After two years of restoration, the façade of the seven-story Hallidie Building on Sutter Street in San Francisco has regained its claim as one of the city’s, and the country’s, most significant architectural landmarks. Built in 1918, the historic building is owned by Edward J. Conner and Herbert P. McLaughlin.

“The Hallidie Building is known the world over as a progenitor of modern architectural design,” Conner stated in an announcement of the project’s completion. “We owed it to the city of San Francisco to restore this façade to its original glory.”

In an article for the San Francisco Chronicle, urban design critic John King described the restored Hallidie Building as “one of the most important architectural sights in San Francisco.” According to King, “The transparent net of glass is startling even now on a block otherwise lined with buildings clad in stone, and in its time it was revolutionary: the first glass curtain wall in the United States, the ancestor of the towers that gleam on countless skylines.”

Designed by Willis Polk, one of San Francisco’s leading architects at the turn of the 20th century, the Hallidie Building was owned by the University of California and named for one of its regents, Andrew Hallidie, who also invented the cable car. In 1971, the Hallidie Building was listed on both the National Registry of Historic Places and the San Francisco Historic Landmarks and Districts.

Over the years, the Hallidie Building façade had suffered from water infiltration, causing damage to its structural steel and decorative metalwork. In 2011, restoration work was initiated by the owners and a team of professionals that included The Albert Group, project manager; McGinnis Chen Associates, architects of record; and Page & Turnbull, serving as the preservation architect.

The overall project involved removal, repair and reinstallation of approximately 735 sheet metal and railing components for the building’s ornamental balconies and fire escapes, along with 513 windows. A poly sheeting containment system was constructed around work areas to prevent lead-based paint chips from migrating into the environment.

Existing paint on the façade was removed in blasting chambers by Abrasive Blasting & Coating (AB&C), Inc., of Vallejo, CA, and primed with Series 90-97 Tneme-Zinc, an aromatic urethane, zinc-rich primer from Tnemec Inc., Kansas City, MO.

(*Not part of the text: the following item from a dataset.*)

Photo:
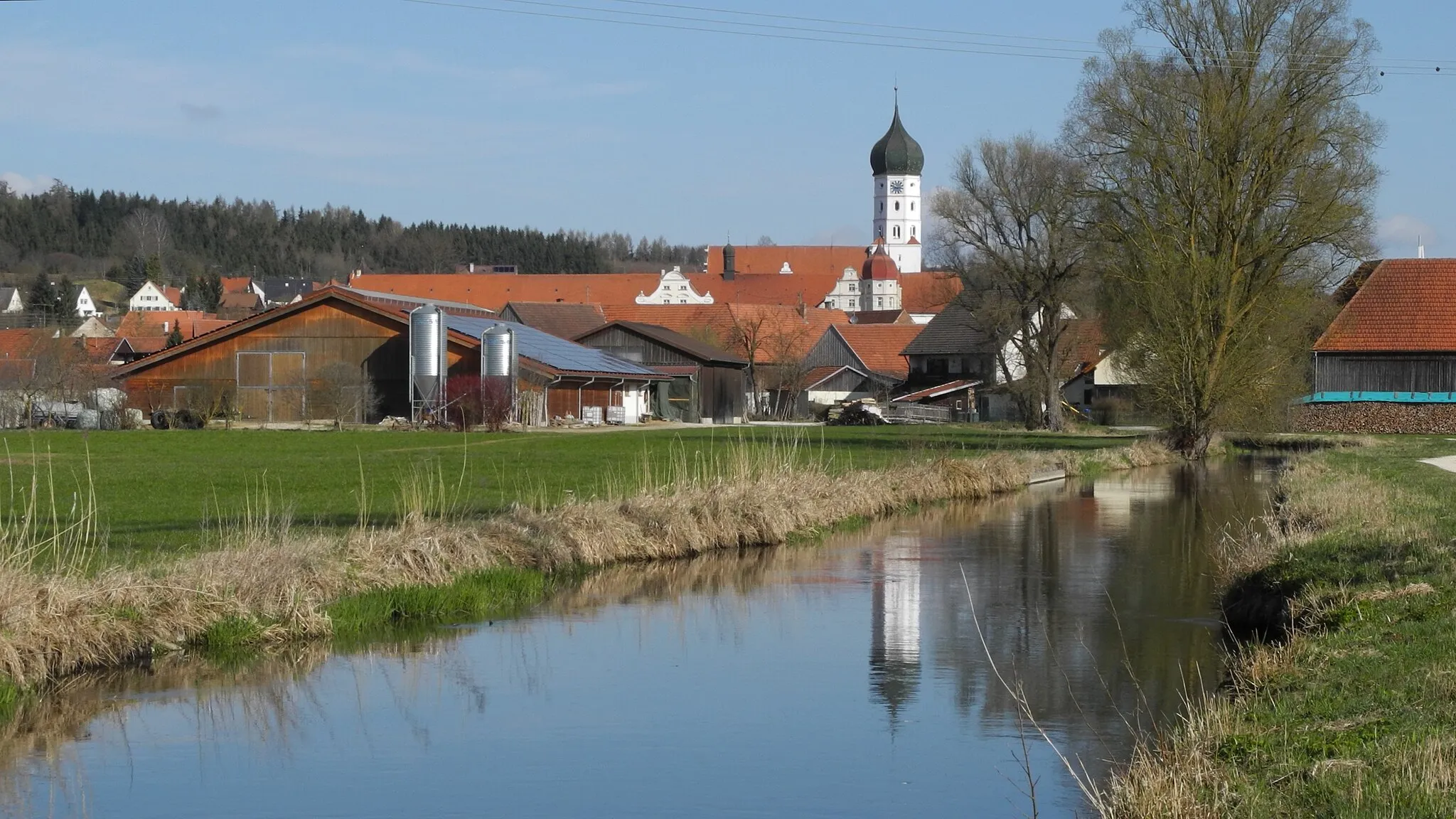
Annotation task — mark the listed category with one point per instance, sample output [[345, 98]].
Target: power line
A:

“Wendy Amos worked with the design team to select a coating system that would achieve the highest level of performance in terms of color and gloss retention,” according to coating consultant Carl Bowers with Amos and Associates in Auburn, CA. “After priming, the metalwork was transported to Van Mulder Sheet Metal for repairs and strengthening with fiberglass.”

Once repaired, the ornamental components were returned to AB&C where they received a coat of Series 135 Chembuild, a modified polyamidoamine epoxy, which is an ideal foundation for the specified intermediate coat of Series 1075 Endura-Shield II, an aliphatic acrylic polyurethane coating. Nearly 235 gallons of Series 1075 was used.

“Series 135 was also used to prime the metal fire escapes and remaining curtain wall structure in the field while the in-shop work took place,” Bowers noted.

More than 300 gallons of high-solids fluoropolymer coatings that offer outstanding color and gloss retention were applied as the finish coat to exterior metal, including structural steel. Blue-colored components received either Series 1071V Fluoronar, a low-VOC semigloss fluoropolymer coating, or Series 1072V Fluoronar, which offers a satin finish.

Gold-accented components received a coat of Series 1078 Fluoronar Metallic, followed by a clearcoat of Series 1079 Metallic Clearcoat. All coatings were supplied by Tnemec.

“The advantage to this coating system is unsurpassed protection against ultraviolet light attack and the elements of weather, such as San Francisco fog,” Bowers added.

 As a celebration to the completed restoration, San Francisco Mayor Ed Lee, declared May 1st “Hallidie Building Day.”  In 2013, the restored facade was named winner of the Charles G. Munger Award presented by the Society for Protective Coatings to an outstanding industrial or commercial coatings project that demonstrates longevity. The project also won the AIA CA Council, BD+C Platinum Award and Engineering News Record’sBest CA Renovation/Restoration Project of the Year in 2013.